Best Time To Eat

by Bob Hannum June 26, 2013

    Table of Contents  – The Latest Research  – The Trick!  – Listen To Your Body  – Another Trick!  – References

You have heard that “we are what we eat”. We can say the same about “when” “how much” and even “why” we eat. Many aspects of eating have a critical impact on our health. Let’s look at what I believe may be the most important factor of all – “when” we eat. Let’s explore in this short article perhaps the easiest and most effective action anyone can take to control weight gain. It’s all about the best time to eat!

There is a great deal of on-going research on this topic. And it’s fascinating because the preliminary results are all over the map! Some studies show that eating breakfast is associated with weight loss and better health, while another shows that skipping breakfast altogether is healthier in certain ways. Other studies show that eating late at night is associated with weight gain, while another contradicts this! And if you’re in training for an athletic event, the best meal time gets even more complicated, varying with whatever athetic event you are training for! I’ve cited some of the more recent debates at the end of this article.

In any case, I can say from experience that if you’re struggling with weight issues and hate the feeling of going to bed feeling bloated – and you’re not an athlete in training – there’s something simple you can do that will make a huge difference! Here it is: refrain from eating late at night. Oprah swears by it. The Irish even have an ancient saying for it, “Get up a little sleepy. Go to bed a little hungry.”

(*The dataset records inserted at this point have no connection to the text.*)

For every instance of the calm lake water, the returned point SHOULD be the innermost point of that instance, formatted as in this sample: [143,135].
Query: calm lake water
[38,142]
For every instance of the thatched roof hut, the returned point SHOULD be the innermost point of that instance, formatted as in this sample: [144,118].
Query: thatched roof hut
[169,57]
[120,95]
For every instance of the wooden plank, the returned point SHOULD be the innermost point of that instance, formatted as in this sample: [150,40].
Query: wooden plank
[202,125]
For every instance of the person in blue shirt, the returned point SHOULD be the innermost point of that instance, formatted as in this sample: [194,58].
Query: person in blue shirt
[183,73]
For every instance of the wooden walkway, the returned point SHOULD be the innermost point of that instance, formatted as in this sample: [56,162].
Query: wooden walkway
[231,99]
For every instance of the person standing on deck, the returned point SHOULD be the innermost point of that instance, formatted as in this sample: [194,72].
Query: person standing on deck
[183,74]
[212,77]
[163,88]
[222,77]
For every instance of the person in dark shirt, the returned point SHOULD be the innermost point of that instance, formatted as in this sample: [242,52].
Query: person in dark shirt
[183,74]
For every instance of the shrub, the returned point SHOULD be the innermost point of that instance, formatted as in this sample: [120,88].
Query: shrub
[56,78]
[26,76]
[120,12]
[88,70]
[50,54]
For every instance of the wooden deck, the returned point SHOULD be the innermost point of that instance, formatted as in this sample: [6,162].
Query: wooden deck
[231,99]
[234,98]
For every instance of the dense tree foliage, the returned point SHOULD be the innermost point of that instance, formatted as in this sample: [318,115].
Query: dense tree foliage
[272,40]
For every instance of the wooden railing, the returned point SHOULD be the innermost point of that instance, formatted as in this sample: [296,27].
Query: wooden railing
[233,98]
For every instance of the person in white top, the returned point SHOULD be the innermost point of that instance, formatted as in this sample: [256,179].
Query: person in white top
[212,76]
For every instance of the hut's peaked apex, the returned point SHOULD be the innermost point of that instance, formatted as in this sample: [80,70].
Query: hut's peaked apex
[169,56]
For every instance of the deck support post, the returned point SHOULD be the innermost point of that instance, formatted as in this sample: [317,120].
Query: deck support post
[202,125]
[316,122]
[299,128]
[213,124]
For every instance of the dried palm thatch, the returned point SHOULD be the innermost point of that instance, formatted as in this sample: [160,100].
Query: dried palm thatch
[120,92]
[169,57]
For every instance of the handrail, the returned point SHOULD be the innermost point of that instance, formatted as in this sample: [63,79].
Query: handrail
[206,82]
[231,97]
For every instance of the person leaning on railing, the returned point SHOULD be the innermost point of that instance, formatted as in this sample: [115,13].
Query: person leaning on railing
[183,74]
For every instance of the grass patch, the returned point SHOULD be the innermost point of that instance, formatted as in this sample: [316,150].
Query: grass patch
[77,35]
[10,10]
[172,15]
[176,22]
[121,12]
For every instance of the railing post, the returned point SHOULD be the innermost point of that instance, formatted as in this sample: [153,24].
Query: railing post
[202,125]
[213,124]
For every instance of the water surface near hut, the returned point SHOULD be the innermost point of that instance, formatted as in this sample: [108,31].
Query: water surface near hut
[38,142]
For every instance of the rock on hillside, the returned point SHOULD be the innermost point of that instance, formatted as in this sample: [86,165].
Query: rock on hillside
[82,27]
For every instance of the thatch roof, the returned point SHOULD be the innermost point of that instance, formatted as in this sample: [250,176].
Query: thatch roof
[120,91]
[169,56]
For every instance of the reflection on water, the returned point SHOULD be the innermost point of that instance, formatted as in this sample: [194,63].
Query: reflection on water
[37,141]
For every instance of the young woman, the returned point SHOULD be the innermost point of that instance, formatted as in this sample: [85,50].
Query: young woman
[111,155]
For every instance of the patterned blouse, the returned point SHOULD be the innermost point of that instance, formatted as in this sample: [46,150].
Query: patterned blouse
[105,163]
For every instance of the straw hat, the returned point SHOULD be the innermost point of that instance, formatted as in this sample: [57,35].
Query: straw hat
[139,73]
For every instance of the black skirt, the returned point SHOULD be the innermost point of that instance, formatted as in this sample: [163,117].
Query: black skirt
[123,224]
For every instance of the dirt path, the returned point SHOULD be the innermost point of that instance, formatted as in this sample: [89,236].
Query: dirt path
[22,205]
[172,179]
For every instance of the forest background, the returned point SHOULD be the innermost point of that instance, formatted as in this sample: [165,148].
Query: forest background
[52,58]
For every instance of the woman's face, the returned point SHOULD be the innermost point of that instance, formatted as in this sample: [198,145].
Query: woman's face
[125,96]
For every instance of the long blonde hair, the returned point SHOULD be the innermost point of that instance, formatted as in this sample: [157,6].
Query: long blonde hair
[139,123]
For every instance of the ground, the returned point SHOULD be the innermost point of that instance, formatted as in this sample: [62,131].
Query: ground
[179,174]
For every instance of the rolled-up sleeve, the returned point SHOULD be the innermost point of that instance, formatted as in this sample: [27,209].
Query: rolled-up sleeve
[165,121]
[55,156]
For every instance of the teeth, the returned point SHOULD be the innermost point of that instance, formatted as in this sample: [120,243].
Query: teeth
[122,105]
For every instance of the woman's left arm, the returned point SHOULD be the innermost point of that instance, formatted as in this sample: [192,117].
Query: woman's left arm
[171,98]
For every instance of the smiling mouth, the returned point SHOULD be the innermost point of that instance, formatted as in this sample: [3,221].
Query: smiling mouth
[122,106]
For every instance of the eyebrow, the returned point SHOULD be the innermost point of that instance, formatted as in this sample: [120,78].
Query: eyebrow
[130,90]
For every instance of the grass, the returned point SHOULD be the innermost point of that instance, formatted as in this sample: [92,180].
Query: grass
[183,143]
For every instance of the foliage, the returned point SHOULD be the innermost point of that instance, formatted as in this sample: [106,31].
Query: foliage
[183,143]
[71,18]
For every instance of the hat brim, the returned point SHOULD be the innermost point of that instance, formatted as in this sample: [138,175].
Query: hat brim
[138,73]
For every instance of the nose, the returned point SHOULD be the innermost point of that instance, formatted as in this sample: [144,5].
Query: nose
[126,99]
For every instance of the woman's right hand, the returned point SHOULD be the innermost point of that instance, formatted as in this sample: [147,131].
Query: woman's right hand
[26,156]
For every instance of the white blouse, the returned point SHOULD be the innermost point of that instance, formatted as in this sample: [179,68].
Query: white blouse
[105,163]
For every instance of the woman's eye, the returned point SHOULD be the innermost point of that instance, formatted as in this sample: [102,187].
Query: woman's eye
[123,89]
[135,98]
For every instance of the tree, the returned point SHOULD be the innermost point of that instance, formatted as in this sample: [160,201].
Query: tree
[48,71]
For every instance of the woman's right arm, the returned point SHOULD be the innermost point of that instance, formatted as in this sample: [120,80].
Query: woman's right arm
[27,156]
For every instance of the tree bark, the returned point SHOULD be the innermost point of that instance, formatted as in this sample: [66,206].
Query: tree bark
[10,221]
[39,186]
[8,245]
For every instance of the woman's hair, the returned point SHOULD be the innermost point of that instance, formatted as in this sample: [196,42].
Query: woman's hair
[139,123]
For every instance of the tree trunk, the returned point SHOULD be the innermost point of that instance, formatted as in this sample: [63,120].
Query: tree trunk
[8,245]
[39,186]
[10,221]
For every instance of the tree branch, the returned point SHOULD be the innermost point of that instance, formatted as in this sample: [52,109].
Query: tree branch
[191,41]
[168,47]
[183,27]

Pick a time – say 7pm – and just say “No!” to eating anything past that time. I said it was simple, but it’s not easy! Resisting any habit is difficult, particularly at first. Eating late at night is one of my biggest weaknesses. I crave that box full of crackers before bed or while I’m watching a baseball game on TV! It not made any easier by all the commercials showing delicious pizza, subs, and entres! But take heart, as with anything, it gets easier with practice, and what wonderful benefits, such as weight loss, an appetite for breakfast which is the most important meal, and more energy for your morning Pilates workout!

We are a culture of eating the biggest meal in the evening which happens to be opposite of what our body is designed to do, since the digestive system is in peak performance by mid-day, and slows down from then on. By late at night all our bodily functions, including digestion, just want to sleep, not work. The later we eat the more food is converted into fat rather than muscle or energy.
Interestingly, monks who meditate all day find that their bodies settle into a comfortable rhythm of eating the biggest meal at mid-day, followed by no food or only a light snack in the evening. By the way, studies show that people with the worst weight problems tend to skip breakfast! Here’s another interesting idea: intermittent fasting! A fascinating study on rats was just confirmed with another study on monkeys. These studies revealed that periodic short fasting dramatically increased their lifespan! Long fasts did not have this effect. Maybe this is why nearly every religious tradition encourages some kind of fasting. So try skipping meals altogether one day a week or month and drinking only nutrient-rich juice (free recipes and the best-selling juice recipe ebook at Juicing-Secrets.com).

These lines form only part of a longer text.